You find yourself wanting to steal one of these signs, put it in your bag, and then get the attention of the nearest police officer so that he might search you without warning and find it.
The nearest police officer shouldn’t be too far away. On Hay Street Mall, a seven-strong posse, blue limbs sprouting from their fluorescent yellow torsos, made their way along a predetermined route, scoping things out. Meeting another three of their ilk coming at them in the other direction, the seven stopped to form a quorum of 10 in the middle of the mall, before each group went its separate way.
Of course, those aforementioned 10 police officers — the seven on their route-mapping mission and the other three keeping the 16-year-olds in the mall under observation — had divided and multiplied by yesterday, when the full-scale APECisation of Perth really got under way. With Julia Gillard flying into town ahead of today’s cabinet meeting, hundreds of uniformed and plain-clothes police, in marked and unmarked cars, took to the streets. Some of them will have only recently completed their training. Others won’t even be from this side of the country. And that’s just the heat that the ground will be packing.

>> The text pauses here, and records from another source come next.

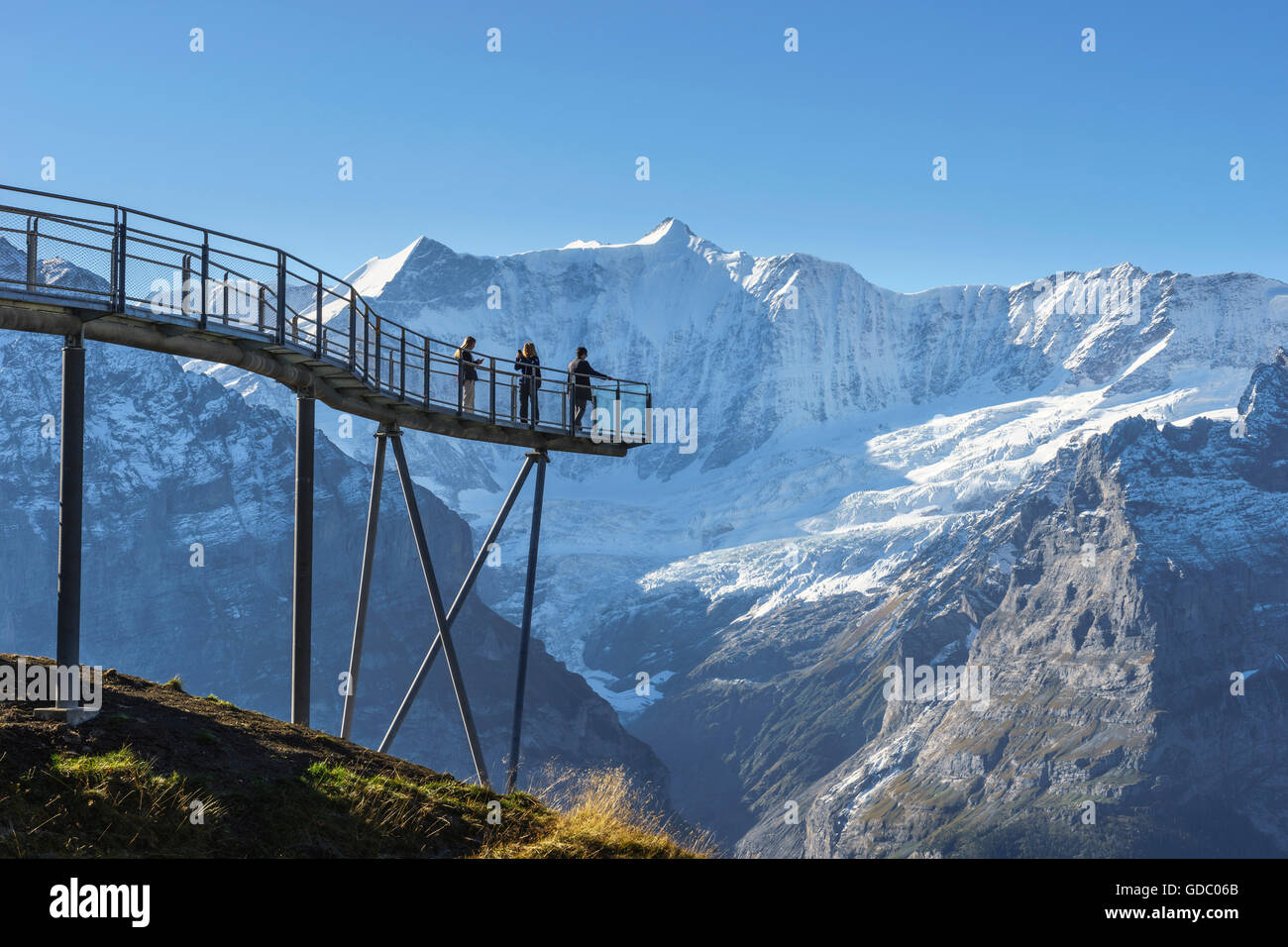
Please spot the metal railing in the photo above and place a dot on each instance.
(140, 264)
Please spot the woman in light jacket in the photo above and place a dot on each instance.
(529, 368)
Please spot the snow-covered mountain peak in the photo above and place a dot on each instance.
(377, 272)
(669, 232)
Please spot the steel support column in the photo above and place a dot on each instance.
(458, 603)
(369, 554)
(526, 630)
(301, 605)
(436, 602)
(71, 504)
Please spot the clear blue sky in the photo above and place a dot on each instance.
(1056, 158)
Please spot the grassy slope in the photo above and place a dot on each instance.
(129, 781)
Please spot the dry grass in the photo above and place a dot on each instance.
(599, 814)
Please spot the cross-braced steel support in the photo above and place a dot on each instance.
(369, 554)
(436, 603)
(301, 602)
(526, 630)
(443, 621)
(71, 505)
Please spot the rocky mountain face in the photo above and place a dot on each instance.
(1035, 479)
(188, 540)
(872, 474)
(1128, 605)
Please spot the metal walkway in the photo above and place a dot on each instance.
(133, 278)
(86, 269)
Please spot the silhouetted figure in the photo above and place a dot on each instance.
(467, 373)
(579, 385)
(529, 368)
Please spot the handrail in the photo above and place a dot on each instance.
(303, 308)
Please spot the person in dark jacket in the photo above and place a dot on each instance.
(529, 381)
(579, 385)
(467, 373)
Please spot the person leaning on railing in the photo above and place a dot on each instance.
(467, 373)
(529, 368)
(579, 385)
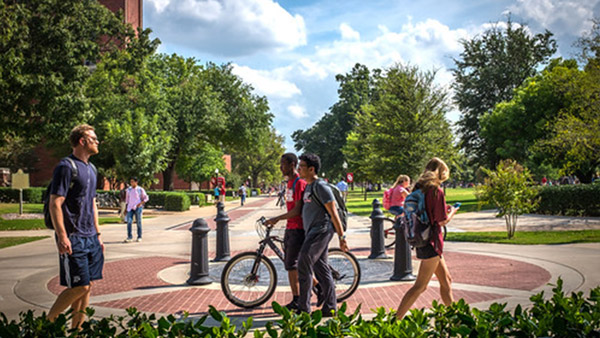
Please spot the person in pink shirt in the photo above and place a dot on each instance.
(136, 198)
(398, 195)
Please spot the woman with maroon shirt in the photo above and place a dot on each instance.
(432, 261)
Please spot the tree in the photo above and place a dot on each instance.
(514, 126)
(201, 166)
(510, 189)
(490, 67)
(328, 136)
(573, 141)
(208, 105)
(260, 160)
(402, 128)
(43, 46)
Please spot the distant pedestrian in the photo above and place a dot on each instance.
(136, 198)
(398, 193)
(343, 187)
(75, 220)
(432, 261)
(242, 192)
(217, 193)
(123, 204)
(320, 221)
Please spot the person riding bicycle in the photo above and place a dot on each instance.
(294, 231)
(320, 221)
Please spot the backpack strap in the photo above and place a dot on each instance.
(294, 184)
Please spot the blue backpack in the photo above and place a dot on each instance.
(415, 222)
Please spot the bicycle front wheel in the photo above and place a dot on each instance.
(389, 237)
(244, 288)
(345, 271)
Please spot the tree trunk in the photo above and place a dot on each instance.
(169, 177)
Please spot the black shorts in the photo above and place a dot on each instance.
(84, 265)
(426, 252)
(292, 243)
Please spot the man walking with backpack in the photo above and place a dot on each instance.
(136, 197)
(320, 221)
(74, 217)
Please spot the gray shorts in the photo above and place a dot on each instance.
(292, 243)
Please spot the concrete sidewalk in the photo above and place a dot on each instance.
(151, 275)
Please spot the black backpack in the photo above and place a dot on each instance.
(46, 201)
(339, 203)
(415, 222)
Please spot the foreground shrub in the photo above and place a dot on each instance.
(177, 202)
(559, 316)
(570, 200)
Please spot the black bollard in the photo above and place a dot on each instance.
(199, 270)
(402, 256)
(222, 234)
(377, 240)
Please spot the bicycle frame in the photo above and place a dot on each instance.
(270, 241)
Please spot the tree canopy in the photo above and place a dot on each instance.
(402, 127)
(44, 46)
(488, 70)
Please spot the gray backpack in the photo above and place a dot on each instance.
(340, 204)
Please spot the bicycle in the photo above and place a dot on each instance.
(249, 279)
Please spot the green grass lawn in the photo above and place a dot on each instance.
(528, 237)
(11, 241)
(36, 224)
(357, 205)
(13, 208)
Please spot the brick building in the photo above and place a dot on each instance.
(133, 14)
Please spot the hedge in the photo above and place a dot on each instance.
(177, 202)
(570, 200)
(196, 198)
(30, 195)
(556, 315)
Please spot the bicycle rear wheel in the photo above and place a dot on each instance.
(244, 288)
(389, 237)
(346, 273)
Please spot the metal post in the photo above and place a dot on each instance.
(20, 201)
(402, 256)
(199, 270)
(222, 234)
(377, 239)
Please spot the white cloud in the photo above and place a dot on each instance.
(572, 16)
(269, 83)
(297, 111)
(227, 27)
(348, 33)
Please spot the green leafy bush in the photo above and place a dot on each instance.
(196, 198)
(33, 195)
(30, 195)
(556, 316)
(570, 200)
(510, 189)
(177, 202)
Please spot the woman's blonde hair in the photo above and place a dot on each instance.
(436, 172)
(401, 179)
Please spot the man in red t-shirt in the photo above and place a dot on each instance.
(294, 231)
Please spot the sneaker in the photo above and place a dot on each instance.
(292, 306)
(320, 297)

A $600 million Boeing 737 AEW&C, or Wedgetail, will be airborne every day of the meeting, the better to fire laser beams at anyone who’s feeling lucky (or so the very excitable West Australian would have you believe). Eight RAAF F/A-18 Hornets and several Black Hawk helicopters — the latter of which have been heard throbbing over the city like mechanised blowflies all week — will be stationed at Base Pearce, 35 kilometres north of the city, in case anyone should run at anyone with a starter’s pistol. (Talk about keeping calm and carrying on, by the way. Prince Charles was straightening his cuffs throughout the entire incident. As much as you hate him, you’ve got to love him.) The Wedgetail and the Hornets will be flying trial runs over the city today and tomorrow.
If the behaviour of the police on the weekend was anything to go by, they’ll be spending more time flying over the mall than they will over the security zone itself. On Saturday, at least, the latter had hardly anyone in it. Down there, besides the naff floral arrangement that spells “CHOGM 2011” atop a grassy knoll, and the large Hollywood-sign letters that spell “PERTH” and that, from a certain angle on Fraser Avenue in Kings Park, appear like a name tag on the breast pocket of the city, the country town deadness of a lazy weekend afternoon was complemented by a more insidious sense that one probably shouldn’t have been down there at all. One thing the police have been relying on this week is that media coverage of their plans might to help generate a sort of self-policing city.
As for Fraser Avenue itself, the only street besides those directly adjacent to Government House that is going to be closed to all traffic for the duration of the meeting, it remained untouched on Saturday afternoon, with neither the yellow-vested keepers of the peace or the blue-and-white-checked threats against one’s orifices. But then, there was a mining industry function at the restaurant atop the hill that night, and one doubts that the city would have wanted to put any of its captains of industry out.